Uto Ughi, i Maneskin e il festival di Sanremo

L’intemerata di Uto Ughi che senza tanti complimenti ha stroncato i Maneskin, giunge alla vigilia del festival di Sanremo al quale pure, in passato, il grande violinista non ha risparmiato strali avvelenati, definendo “vomitevole” la qualità della musica che là viene proposta; e del festival di Sanremo, nella sua più recente e vincente versione giovanilistica, il gruppo romano è il prodotto di maggior successo di questi ultimi anni.
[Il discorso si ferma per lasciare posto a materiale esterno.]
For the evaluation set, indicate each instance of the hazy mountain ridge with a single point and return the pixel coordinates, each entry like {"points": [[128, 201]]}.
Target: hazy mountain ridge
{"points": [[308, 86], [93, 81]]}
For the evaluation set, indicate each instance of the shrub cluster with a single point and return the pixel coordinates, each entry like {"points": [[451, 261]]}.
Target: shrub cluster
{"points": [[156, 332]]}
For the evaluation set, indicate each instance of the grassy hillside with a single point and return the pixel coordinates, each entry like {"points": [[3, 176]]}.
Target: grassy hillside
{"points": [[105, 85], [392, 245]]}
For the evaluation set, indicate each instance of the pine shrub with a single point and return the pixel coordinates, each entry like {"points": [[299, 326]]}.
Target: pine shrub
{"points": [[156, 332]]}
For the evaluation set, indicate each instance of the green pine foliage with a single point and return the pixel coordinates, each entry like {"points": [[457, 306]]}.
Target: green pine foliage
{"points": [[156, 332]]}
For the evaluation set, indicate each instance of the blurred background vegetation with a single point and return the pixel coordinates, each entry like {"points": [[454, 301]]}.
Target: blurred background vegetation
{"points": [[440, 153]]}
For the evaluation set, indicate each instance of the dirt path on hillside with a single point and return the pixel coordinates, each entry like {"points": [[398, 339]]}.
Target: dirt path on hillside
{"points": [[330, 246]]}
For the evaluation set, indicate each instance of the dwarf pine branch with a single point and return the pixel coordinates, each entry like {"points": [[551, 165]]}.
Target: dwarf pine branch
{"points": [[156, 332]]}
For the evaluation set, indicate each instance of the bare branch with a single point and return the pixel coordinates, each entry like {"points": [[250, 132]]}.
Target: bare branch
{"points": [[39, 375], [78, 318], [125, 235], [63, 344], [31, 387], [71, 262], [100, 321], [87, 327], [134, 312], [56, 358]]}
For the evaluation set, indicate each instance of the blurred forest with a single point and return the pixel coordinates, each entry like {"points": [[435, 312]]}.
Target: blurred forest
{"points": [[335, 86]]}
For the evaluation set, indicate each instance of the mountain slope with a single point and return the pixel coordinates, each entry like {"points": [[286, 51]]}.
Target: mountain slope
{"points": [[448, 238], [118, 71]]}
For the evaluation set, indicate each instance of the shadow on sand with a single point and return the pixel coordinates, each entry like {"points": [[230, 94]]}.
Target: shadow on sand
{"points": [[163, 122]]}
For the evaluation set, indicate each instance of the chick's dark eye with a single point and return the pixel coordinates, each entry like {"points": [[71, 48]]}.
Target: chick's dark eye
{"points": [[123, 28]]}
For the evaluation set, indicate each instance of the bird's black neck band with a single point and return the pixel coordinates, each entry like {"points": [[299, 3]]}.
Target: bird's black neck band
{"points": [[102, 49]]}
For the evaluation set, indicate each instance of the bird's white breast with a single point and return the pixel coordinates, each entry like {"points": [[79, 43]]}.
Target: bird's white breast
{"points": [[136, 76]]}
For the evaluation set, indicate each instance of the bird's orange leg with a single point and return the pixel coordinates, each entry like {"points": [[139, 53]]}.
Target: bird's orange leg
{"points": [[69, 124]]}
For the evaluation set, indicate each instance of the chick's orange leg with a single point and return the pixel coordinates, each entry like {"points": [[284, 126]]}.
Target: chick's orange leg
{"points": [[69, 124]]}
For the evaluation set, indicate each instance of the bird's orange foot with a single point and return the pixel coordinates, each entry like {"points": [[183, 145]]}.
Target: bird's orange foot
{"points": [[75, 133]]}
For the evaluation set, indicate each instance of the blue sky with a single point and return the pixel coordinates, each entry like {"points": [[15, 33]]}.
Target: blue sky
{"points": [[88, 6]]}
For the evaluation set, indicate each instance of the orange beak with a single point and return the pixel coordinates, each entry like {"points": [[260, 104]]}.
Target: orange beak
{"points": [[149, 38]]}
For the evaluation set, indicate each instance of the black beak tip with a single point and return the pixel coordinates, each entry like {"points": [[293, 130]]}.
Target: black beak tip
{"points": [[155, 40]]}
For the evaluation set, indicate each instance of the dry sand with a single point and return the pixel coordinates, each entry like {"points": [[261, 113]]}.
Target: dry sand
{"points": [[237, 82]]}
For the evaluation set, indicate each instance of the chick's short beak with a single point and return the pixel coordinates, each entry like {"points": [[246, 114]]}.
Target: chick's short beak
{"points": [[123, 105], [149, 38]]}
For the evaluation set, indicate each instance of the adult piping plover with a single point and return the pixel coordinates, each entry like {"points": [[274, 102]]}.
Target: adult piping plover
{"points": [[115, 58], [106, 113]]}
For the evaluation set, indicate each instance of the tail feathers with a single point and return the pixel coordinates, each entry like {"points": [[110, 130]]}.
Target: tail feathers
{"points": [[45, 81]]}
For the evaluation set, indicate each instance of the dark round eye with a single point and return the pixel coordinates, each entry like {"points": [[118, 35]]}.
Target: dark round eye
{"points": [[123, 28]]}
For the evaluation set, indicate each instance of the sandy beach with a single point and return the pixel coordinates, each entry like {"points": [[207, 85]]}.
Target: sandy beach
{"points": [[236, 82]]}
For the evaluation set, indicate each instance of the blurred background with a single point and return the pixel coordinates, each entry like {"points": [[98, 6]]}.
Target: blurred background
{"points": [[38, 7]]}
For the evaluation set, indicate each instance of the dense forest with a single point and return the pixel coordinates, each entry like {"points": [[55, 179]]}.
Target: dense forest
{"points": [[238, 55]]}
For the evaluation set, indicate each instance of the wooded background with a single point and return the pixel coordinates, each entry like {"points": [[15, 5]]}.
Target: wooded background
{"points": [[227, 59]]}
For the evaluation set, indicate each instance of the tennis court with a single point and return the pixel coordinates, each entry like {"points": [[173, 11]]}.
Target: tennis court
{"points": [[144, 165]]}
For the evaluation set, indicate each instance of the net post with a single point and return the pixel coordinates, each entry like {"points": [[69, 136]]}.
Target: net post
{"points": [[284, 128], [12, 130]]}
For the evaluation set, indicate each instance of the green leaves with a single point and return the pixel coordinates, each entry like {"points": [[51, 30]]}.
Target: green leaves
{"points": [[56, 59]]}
A un approccio superficiale, l’invettiva di Uto Ughi potrebbe sembrare l’ovvio scoppio di livore del tipico – e anziano – rappresentante del mondo del classico contro un altro mondo musicale, quello rock e pop, al quale egli è del tutto estraneo, del quale non comprende il linguaggio e che vede ottenere un successo planetario e applaudire da folle oceaniche nonostante quella che, ai suoi occhi e alle sue orecchie, è di fatto poco più che una produzione di fracasso e un’esibizione di cattivo gusto.

Ma Uto Ughi ha anche messo bene in evidenza quanto grave sia in Italia l’analfabetismo musicale, conseguenza di una imperdonabile carenza di educazione nelle scuole.

A questo riguardo sono sicuramente d’accordo con lui, e non è la prima volta che rilevo la gravità del problema dalle pagine virtuali di CariatiNet: più volte mi sono chiesto se certi fenomeni, primo fra tutti il rap e i suoi innumerevoli derivati, avrebbero lo stesso successo se ci fosse, nelle giovani generazioni, una migliore conoscenza della storia e della grammatica della musica; se le loro orecchie fossero educate all’ascolto e con esso al godimento dell’immenso patrimonio di cui, pur essendo nati nella patria del concerto, della sonata e del melodramma, non sanno nulla.

Inutilmente, infatti, pedagoghi, psicologi e studiosi si affannano a spiegare che l’educazione musicale, al di là della gioia e del piacere che offre, è un potentissimo strumento di crescita mentale e un amplificatore delle capacità logiche: chi decide dei programmi scolastici continua a ritenere che la formazione musicale sia una cosa superflua, quando va bene, ma di regola la declassa a pura e semplice perdita di tempo.

E così, mentre di là delle Alpi i teatri sono affollati da un pubblico anche giovanile che segue con interesse e competenza l’esecuzione di concerti e l’allestimento di melodrammi, qui da noi per la maggior parte dei ragazzi nomi non dico come quelli di Pietro Antonio Locatelli, Alessandro Marcello o Tomaso Albinoni, ma perfino di Giuseppe Verdi, Antonio Vivaldi, Gioachino Rossini e Giacomo Puccini non significano nulla; e nulla di ciò che essi hanno creato riesce a destare non dico il loro interesse e la loro passione, ma nemmeno un briciolo della loro curiosità.

Uto Ughi non ha condannato in blocco il mondo del rock: facendolo avrebbe dimostrato di essere, lui, ignorante di quel mondo musicale quanto il giovani lo sono del suo: “Ogni genere” ha detto, “ha diritto di esistere, ma quando si fa musica, non quando si urla e basta”.

E attenzione: la sua stroncatura dei Maneskin si affianca a quella dell’autorevole rivista statunitense The Atlantic, specializzata nel settore, secondo la quale il fascino della band non dipende dalla musica che produce: è chiara l’allusione alle continue provocazioni, al ricorso ad effetti, costumi e trovate che, a conti fatti, con la musica hanno poco o niente da spartire ma che mandano in visibilio le osannanti folle dei fan: un modo di fare spettacolo che peraltro i Maneskin non hanno certo inventato, visto che è praticamente connaturato a un certo genere di esibizioni.

Maneskin a parte, quello che è sicuro è che privare i nostri ragazzi della conoscenza delle loro radici musicali costituisce un imperdonabile furto ai loro danni, perché privarli in questo campo degli strumenti di conoscenza significa, in definitiva, privarli della possibilità di scegliere e quindi sottrarre loro un certo margine di libertà. Discorso che potrebbe allargarsi, purtroppo, anche ad altri campi, come la geografia e, soprattutto, la storia. Ma il discorso, a questo punto, si farebbe più complicato; e anche molto più antipatico.

Quello che è sicuro è che quest’anno, come già avevo promesso, mi risparmierò l’ascolto del festival di Sanremo; e qualcosa mi dice che anche Uto Ughi farà lo stesso.